A few thoughts on the Campaign to Abolish Nuclear Weapons

The International Campaign to Abolish Nuclear Weapons (ICAN) has been announced as the 2017 winner of the Nobel Peace Prize. As North Korea and Iran work to develop nuclear weapons capabilities, would disarmament among existing nuclear states and non-proliferation bring greater stability to the international system?

In getting under the skin of the question I recommend reading “The Spread of Nuclear Weapons – a Debate Renewed” by Scott Sagan and Kenneth Waltz (2003). Waltz argues that “more weapons may be better”, building his case on a viewpoint of national self-interest in an anarchic international system. Sagan counters detailing how and why “more will be worse”, not least through accident (broken arrows, in transportation, in enrichment and nuclear waste), proliferation to non-nuclear states, and over-reliance as a deterrent in relation to conventional forces and weapons.

Incidents such as the Cuban Missile Crisis pose significant challenges to Waltz’s position, as does the 1983 NATO exercise, Able Archer, a large-scale nuclear war game that was ‘almost’ mistaken by the USSR as preparation for a real attack. The book “Able Archer 83 – The Secret History of the NATO Exercise That Almost Triggered Nuclear War” is edifying.

In expanding the Waltz / Sagan debate, weapons of mass destruction including chemical and biological agents must also be considered. Sarin gas attacks in the recent Syrian conflict and during the Iran / Iraq war provide tangible examples.

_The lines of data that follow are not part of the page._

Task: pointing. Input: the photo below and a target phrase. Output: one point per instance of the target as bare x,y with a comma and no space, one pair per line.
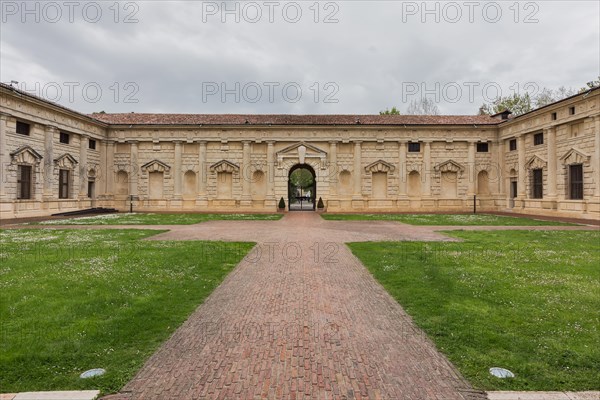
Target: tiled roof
283,119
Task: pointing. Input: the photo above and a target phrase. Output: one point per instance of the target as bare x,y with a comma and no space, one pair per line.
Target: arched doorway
302,188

Kant’s 1795 essay “Perpetual Peace: A Philosophical Sketch” through to contemporary Democratic Peace Theory posit “mutual democratic pacifism” and an unwillingness to go to war, unless for defensive purposes, among citizens of democratic states. These provide some of the philosophical underpinnings of Sagan’s Liberal position, namely that trade and cooperation trump armaments and aggression. This has arguable naiveties, considering the realpolitik of strained relations with rogue states (and sanctions). Hans Morgenthau’s principles of political realism are an interesting read in considering the Waltzean position that nuclear proliferation might make the world safer. Morgenthau’s ‘first image’ conceives man as inherently bellicose and power hungry, somewhat evocative of Nietzsche’s Will to Power.

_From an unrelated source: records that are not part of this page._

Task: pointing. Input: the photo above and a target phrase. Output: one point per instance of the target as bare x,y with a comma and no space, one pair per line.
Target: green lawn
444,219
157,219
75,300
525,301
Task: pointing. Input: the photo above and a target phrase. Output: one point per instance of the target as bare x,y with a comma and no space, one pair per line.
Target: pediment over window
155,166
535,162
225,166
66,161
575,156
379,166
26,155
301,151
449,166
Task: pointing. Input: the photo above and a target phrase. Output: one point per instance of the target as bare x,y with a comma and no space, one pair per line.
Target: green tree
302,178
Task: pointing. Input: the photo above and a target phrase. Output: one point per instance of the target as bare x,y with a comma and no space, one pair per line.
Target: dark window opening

Norman Moss’s book on Klaus Fuchs “The Man Who Stole the Atom Bomb” provides excellent historical context to the problem of nuclear espionage. The case of Abdul Qadeer Khan offers a further cautionary tale of the dangers of ‘nuclear insiders’ selling secrets to Iran, Libya and North Korea. Speculation as to foreign state assistance provided to the North Korean nuclear programme continues to raise concerns.

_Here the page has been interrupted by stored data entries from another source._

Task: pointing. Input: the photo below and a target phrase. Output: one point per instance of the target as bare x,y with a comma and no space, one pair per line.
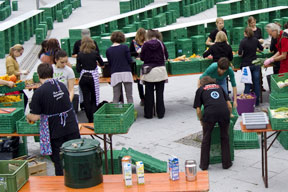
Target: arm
70,84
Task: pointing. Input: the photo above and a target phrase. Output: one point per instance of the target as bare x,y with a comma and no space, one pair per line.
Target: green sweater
213,73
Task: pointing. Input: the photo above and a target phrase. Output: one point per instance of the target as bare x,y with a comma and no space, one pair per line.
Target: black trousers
56,144
87,86
149,99
206,143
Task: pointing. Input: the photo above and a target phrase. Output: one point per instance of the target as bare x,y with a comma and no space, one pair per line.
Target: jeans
206,144
87,86
223,84
149,99
255,72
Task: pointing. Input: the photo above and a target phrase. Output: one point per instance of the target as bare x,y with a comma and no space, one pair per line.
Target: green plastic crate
19,87
275,90
14,174
185,67
114,118
18,104
23,127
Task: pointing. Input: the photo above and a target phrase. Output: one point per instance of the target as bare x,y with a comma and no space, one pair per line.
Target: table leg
105,152
111,153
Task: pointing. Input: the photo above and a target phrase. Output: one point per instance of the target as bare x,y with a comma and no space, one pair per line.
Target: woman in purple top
154,75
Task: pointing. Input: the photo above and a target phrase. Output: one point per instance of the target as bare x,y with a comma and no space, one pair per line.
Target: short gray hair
273,27
85,33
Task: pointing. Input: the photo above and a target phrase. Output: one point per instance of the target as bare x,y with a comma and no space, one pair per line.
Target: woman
63,73
52,47
212,36
12,66
120,61
256,30
220,49
86,65
135,50
282,47
154,54
247,50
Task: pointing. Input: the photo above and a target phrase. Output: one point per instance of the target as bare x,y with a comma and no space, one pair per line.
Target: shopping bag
246,76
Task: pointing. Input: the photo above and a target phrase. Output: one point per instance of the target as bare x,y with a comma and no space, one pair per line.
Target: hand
10,84
268,61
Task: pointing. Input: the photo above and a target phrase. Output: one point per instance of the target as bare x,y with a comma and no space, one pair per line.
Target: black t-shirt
213,34
77,45
48,100
258,33
248,48
214,99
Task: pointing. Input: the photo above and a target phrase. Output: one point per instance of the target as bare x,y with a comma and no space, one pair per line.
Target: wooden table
154,182
85,129
264,147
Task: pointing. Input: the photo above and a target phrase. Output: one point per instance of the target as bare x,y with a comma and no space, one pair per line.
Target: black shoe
227,166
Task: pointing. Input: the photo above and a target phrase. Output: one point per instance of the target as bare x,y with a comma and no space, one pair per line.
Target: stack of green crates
184,47
8,120
116,162
245,140
198,44
215,149
14,173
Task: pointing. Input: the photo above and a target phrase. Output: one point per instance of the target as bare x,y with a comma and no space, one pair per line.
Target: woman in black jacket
220,49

Finally, the sensibilities of maintaining a nuclear arsenal in Pakistan, one of the world’s most fragile states (see Fund for Peace index for further details) is also questionable, if not unnerving. A major concern with nuclear proliferation in weak states is control of weapons, nuclear materials and technical know-how. Terrorists will seize opportunities to develop chemical, biological, radiological and nuclear (CBRN) capabilities if presented. This makes proliferation in poorly governed spaces especially worrying.

In a recent paper titled “Tracing the links between failed states and international terrorism” I examine a number of these issues more broadly.